Court puts hold on GOP inspection of county voting machines

Thomas Breth, left, a lawyer for Fulton County, Pa., stands with other county officials and explains that the state Supreme Court had just put their voting machine inspection on hold before it started in McConnellsburg, Pa., Friday, Jan. 14, 2022. (AP Photo/Marc Levy) (ASSOCIATED PRESS)

McCONNELLSBURG, Pa. (AP) — An inspection of voting machines in a heavily Republican county in Pennsylvania as part of a GOP “investigation” into the 2020 presidential election was moments away from starting Friday until the state Supreme Court put it on hold.

The high court decision came hours after a state judge rejected attempts by Democratic Gov. Tom Wolf's administration to block the inspection — inspired by former President Donald Trump’s baseless claims about fraud in the 2020 election he lost — without an agreements over procedure in place.

The undertaking comes after Republicans carried out a partisan and widely discredited “audit” in Arizona's most heavily populated county and Trump and his allies have pressured allies in battleground states he lost to seek out fraud to validate their conspiracy theories.

The justices overruled the lower court by granting an emergency request by the governor's lawyers to stop it for now.

The equipment in question — computers, electronic pollbooks, ballot scanners and possibly more — was about to be wheeled in to a special meeting of the Fulton County commissioners just after it started Friday when a lawyer for the county, Tom Breth, said it had to be postponed because the state Supreme Court's filing office had just notified him the temporary stay was granted.

The court said the request was granted on a temporary basis until the full court can consider it, and that no inspection can take place until the justices issue an order.

Sparsely populated Fulton County is cooperating with Republican lawmakers.

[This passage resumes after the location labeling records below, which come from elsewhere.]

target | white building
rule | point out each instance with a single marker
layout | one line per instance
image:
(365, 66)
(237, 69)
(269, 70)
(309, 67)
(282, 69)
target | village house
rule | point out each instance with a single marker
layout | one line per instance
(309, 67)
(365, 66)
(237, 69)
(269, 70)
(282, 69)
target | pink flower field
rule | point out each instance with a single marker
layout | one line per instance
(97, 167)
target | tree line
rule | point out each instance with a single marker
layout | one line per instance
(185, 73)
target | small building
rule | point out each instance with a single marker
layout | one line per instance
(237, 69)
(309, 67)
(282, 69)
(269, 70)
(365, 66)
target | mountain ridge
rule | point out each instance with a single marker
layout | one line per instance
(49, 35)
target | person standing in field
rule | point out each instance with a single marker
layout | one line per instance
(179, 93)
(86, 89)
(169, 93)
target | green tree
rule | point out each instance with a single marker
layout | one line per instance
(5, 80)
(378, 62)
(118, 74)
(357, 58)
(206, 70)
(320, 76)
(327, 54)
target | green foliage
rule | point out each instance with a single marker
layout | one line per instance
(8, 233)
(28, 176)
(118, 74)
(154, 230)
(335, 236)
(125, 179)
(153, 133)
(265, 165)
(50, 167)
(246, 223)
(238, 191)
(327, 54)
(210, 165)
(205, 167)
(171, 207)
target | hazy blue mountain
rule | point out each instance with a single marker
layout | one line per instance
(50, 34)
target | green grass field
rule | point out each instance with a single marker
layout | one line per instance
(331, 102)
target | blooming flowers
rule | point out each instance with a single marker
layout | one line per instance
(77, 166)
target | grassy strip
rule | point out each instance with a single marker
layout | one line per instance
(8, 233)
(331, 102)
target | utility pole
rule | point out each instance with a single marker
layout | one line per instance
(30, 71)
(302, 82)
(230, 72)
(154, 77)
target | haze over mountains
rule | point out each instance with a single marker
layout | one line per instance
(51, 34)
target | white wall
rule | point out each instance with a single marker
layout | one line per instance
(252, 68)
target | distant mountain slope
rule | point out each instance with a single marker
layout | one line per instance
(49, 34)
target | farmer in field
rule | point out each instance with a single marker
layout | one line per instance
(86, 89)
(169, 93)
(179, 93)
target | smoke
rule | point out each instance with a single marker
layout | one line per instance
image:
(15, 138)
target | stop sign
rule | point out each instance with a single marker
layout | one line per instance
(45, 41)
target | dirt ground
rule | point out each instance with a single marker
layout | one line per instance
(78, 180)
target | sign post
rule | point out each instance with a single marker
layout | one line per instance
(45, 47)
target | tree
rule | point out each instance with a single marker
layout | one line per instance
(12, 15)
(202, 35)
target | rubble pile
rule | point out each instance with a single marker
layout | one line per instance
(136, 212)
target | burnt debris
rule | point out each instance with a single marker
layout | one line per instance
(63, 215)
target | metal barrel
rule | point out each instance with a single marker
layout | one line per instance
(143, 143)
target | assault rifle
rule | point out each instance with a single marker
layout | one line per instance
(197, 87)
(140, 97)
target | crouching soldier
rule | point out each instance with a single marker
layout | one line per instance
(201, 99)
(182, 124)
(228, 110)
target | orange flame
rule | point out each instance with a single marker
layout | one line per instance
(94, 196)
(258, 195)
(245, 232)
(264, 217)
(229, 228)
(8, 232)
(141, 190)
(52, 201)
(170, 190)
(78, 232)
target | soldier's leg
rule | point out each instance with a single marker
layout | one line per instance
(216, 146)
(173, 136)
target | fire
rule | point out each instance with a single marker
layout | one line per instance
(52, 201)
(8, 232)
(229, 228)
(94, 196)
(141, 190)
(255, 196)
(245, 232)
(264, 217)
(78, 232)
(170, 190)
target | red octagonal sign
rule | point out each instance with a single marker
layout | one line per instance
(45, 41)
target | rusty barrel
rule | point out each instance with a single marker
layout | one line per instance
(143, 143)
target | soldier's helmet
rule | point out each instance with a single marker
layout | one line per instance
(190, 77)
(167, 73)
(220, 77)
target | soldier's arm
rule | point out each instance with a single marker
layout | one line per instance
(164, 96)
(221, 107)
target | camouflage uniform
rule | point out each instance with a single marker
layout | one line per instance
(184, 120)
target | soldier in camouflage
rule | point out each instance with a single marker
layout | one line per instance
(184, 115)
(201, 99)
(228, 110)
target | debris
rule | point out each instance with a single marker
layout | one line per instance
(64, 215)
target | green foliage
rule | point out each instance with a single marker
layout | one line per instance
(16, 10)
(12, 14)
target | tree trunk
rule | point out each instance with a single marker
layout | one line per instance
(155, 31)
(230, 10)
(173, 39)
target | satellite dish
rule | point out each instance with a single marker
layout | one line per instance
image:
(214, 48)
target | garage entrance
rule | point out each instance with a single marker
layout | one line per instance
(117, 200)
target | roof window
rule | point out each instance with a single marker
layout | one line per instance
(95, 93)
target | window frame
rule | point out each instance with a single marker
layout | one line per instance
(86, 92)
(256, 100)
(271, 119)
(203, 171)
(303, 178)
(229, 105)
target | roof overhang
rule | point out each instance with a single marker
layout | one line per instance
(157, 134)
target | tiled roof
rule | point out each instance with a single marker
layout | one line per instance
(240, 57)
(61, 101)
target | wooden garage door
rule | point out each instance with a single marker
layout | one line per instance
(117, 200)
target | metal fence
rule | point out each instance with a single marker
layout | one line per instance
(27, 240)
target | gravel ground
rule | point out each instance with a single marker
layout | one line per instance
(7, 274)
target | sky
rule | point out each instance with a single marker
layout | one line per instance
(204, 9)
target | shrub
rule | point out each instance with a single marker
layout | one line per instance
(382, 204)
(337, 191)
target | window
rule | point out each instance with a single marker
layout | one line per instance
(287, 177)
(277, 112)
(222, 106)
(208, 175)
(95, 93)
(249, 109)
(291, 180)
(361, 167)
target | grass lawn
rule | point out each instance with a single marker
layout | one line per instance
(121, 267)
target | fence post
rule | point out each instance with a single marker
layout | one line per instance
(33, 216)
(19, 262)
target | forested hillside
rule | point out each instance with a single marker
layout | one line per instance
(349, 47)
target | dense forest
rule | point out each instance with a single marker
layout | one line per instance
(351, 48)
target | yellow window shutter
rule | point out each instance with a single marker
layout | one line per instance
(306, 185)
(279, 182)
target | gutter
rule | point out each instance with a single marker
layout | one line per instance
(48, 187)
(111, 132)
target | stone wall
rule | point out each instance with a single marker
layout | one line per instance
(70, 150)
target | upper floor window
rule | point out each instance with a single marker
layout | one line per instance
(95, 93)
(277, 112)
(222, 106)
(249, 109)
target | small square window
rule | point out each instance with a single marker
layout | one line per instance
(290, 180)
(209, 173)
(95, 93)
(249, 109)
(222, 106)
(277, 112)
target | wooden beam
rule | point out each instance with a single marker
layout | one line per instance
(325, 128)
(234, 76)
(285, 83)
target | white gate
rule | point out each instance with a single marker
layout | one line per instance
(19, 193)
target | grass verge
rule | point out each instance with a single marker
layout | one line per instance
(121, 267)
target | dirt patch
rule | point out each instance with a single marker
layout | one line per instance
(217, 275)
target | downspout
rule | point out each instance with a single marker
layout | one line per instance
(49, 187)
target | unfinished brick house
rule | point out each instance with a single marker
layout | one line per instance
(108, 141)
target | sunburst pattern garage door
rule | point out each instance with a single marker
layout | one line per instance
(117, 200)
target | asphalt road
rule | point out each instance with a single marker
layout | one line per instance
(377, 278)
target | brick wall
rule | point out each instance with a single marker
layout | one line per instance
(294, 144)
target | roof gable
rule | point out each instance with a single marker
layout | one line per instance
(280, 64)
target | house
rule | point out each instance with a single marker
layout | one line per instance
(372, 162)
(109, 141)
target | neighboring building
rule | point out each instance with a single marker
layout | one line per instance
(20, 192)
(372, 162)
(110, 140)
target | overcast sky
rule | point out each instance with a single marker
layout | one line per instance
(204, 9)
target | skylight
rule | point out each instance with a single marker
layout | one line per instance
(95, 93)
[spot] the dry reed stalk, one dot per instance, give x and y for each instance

There, Trump won more than 85% of 2020's vote, according to official returns, and registered Republican voters outnumber Democrats by 7 to 2.

In post-election internal emails released through public records requests, Fulton County’s two Republican commissioners expressed solidarity with Republican senators who later sought to block Pennsylvania’s electoral votes from being cast for Biden.

Dominion Voting Systems, which provided the equipment to Fulton County in 2020′s election, has been at the center of some of the most feverish conspiracy theories about Trump’s loss.

After it found out about the proposed inspection, it demanded the return of the leased equipment from Fulton County and said that any inspection by an entity that is not federally accredited is in breach of their contract.

Wolf administration lawyers lost an initial attempt to block the inspection.

Now they want Fulton County to agree to a set of demands on protocol, including sharing the identity of who will inspect the voting machines, ensuring that information about “critical election infrastructure” will not be disclosed and giving a state-designated voting machine expert the ability to observe and record it.

The state senator in charge of what Republicans call a “forensic investigation” of the 2020 election, state Sen. Cris Dush, R-Jefferson, has advocated for overturning Biden’s victory over Trump in Pennsylvania. Earlier this year, he visited Arizona and said he wanted to bring Republicans' model there to Pennsylvania.

On Dec. 10, Dush sent a letter to Fulton County requesting the “digital data” from the election computers and hardware used in the county's 2020 election. Dush has declined interviews — including a request on Friday — and has not explained why he is seeking the data.

However, a lawyer for Fulton County, Tom King, said Dush told a county official that he wants the Senate Republicans’ contractor to determine whether the equipment used there was the same equipment certified by Pennsylvania for use in 2020's election.

A Republican-controlled Senate committee headed by Dush also has sent a subpoena to state election officials for a wide range of election-related records.

In any case, the taxpayer-cost of the Republicans' election inquiry is growing.

Dush's office has acknowledged that the Fulton County undertaking was not covered under the original $270,000 contract with Envoy Sage, and will require an addendum and an additional cost.

Meanwhile, contract lawyers for Senate Republicans are in court on at least two fronts to defend aspects of the project. Senate Republicans could not provide details about the legal costs Friday.